Unable to determine who approved the access grant
The access exists in the target system, but there is no record in a tracking system of who requested it, who approved it, and when the approval was given. For CC6.2, approval must be verified before credentials are issued, not assumed retroactively.
Access not removed within policy timeframe after role change or termination
The HRIS shows an employee changed roles or left the organisation, but access to one or more systems was not removed until days or weeks later — or worse, was never removed. Auditors will find this when cross-referencing the access list with HR data.
Why Spreadsheets and Emails Fail the CC6 Test
The most common approach to access reviews is exporting a CSV of user accounts, emailing it to managers, and asking them to confirm it looks correct. This process has three fatal flaws for SOC 2 purposes:
- No attribution at the record level. When the auditor asks "who reviewed User X's access to System Y?" the answer is buried in a thread, not attached to the specific access record.
- No linkage between review and action. Even if a manager replies saying to remove Bob's access, there is no tracked record connecting the review decision to the actual removal or the implementor who did it.
- No enforcement of completeness. Nothing stops a manager from approving the whole list without reading it. Auditors know this and will ask follow-up questions to test whether reviews are genuine.
What auditors need is a systematic record where every access assignment has a named reviewer, a timestamp, a decision, and a traceable link to any resulting action (approval, revocation, or implementation). That is what purpose-built compliance tooling provides.

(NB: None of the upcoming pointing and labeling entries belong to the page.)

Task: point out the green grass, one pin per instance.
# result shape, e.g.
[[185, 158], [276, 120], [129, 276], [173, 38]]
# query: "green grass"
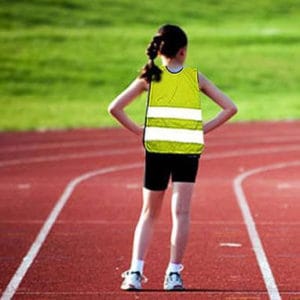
[[63, 61]]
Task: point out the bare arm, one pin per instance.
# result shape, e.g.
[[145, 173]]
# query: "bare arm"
[[116, 108], [229, 108]]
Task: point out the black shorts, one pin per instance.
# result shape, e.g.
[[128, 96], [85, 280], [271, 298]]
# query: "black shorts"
[[160, 167]]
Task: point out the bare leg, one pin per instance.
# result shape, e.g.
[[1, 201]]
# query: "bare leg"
[[152, 202], [181, 199]]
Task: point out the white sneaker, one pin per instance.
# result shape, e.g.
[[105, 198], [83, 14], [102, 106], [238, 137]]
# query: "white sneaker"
[[173, 281], [132, 281]]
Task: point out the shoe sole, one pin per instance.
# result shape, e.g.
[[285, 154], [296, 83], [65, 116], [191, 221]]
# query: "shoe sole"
[[129, 288]]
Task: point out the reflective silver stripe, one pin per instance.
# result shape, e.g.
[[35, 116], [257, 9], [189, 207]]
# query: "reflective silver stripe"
[[174, 135], [175, 113]]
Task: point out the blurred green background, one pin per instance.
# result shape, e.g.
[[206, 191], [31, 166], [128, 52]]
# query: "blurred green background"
[[63, 61]]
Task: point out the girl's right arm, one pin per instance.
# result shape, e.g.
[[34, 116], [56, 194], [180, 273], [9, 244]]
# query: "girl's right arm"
[[228, 107], [116, 107]]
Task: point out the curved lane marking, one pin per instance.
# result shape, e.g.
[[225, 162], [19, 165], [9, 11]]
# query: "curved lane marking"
[[17, 278], [91, 154], [258, 249]]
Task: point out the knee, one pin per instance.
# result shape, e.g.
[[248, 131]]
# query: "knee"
[[182, 212], [151, 213]]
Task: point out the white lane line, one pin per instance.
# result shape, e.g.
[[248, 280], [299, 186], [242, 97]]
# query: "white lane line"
[[28, 259], [258, 249], [80, 144], [63, 144], [226, 154]]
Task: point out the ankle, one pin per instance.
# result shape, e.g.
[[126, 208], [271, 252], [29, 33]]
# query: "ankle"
[[137, 265], [174, 268]]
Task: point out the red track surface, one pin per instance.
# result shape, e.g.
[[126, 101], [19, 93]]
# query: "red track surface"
[[89, 244]]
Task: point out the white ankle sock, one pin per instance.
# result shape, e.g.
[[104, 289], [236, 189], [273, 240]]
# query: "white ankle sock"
[[137, 265], [174, 268]]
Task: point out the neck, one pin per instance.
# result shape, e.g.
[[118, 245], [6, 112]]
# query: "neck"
[[171, 63]]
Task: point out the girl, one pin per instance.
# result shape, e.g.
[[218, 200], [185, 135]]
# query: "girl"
[[173, 140]]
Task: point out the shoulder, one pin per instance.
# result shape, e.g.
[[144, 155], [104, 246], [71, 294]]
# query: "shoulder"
[[202, 80], [140, 84]]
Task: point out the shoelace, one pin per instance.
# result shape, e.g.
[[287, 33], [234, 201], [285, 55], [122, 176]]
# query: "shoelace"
[[143, 277]]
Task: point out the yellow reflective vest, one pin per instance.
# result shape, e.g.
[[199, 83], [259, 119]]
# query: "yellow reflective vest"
[[173, 121]]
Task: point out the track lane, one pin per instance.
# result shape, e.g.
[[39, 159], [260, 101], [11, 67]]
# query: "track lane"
[[241, 165]]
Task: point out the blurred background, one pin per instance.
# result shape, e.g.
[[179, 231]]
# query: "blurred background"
[[63, 61]]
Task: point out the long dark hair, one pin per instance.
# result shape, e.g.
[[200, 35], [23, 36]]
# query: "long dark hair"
[[168, 41]]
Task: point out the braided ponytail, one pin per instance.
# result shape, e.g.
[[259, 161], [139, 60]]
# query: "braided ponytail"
[[151, 71]]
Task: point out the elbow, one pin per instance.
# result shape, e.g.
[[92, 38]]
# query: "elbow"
[[111, 109], [233, 110]]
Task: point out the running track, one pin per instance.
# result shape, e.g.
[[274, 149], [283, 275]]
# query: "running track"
[[70, 200]]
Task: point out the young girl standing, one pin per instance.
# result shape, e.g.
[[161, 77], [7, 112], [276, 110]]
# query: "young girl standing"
[[173, 140]]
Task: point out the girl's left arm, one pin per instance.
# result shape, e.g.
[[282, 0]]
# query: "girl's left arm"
[[116, 107], [229, 108]]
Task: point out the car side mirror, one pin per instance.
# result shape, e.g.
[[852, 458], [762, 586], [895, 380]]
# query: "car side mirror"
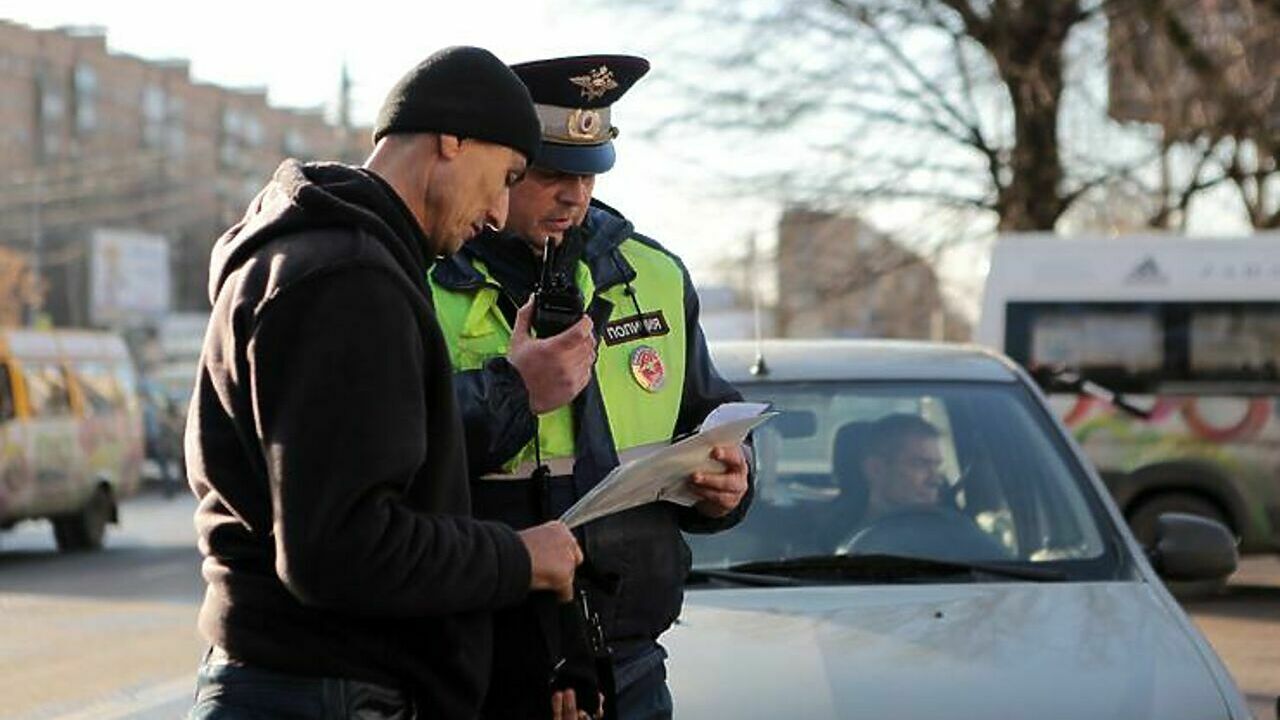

How AllowNow Addresses CC6
| CC6 Criterion | AllowNow evidence |
|---|---|
| CC6.1 | Complete access inventory: every user, service, role, and access level in one place — queryable and exportable at any point in time. |
| CC6.2 | Every assignment records who granted it (granted_by) and when (granted_at) — before access is issued. No access exists without an attributed approver. |
| CC6.3 | Each review stamps the reviewer identity (reviewed_by), the timestamp (last_reviewed_at), and the decision (approved/revoked). Revocations flow into an implementor queue, tracked until acted upon. |
| CC6.3 reviews | 90-day check automatically surfaces accounts not reviewed within the review window. Bulk review with a single click — all records individually attributed. |
When it is time for a SOC 2 Type II audit, AllowNow generates a SOC 2 CC6 Evidence Report — a structured PDF that maps directly to CC6. It includes an observations section that surfaces how many assignments are overdue for review, how many admin accounts lack recent review evidence, and whether provisioning records are complete — alongside the full access detail table showing every reviewer, timestamp, and decision. The report is designed to be handed directly to an auditor without manual assembly.
Built for small organisations preparing for their first SOC 2 audit
AllowNow is designed for teams of 5 to 100 people that need CC6 evidence without a dedicated compliance officer or an enterprise GRC platform. If your organisation is approaching its first SOC 2 Type II report and does not yet have a systematic access review process, AllowNow closes that gap — setup takes hours, not months.
The result: CC6 deficiency findings disappear because the evidence is continuous, systematic, and always available — not assembled under deadline pressure at the start of an audit window.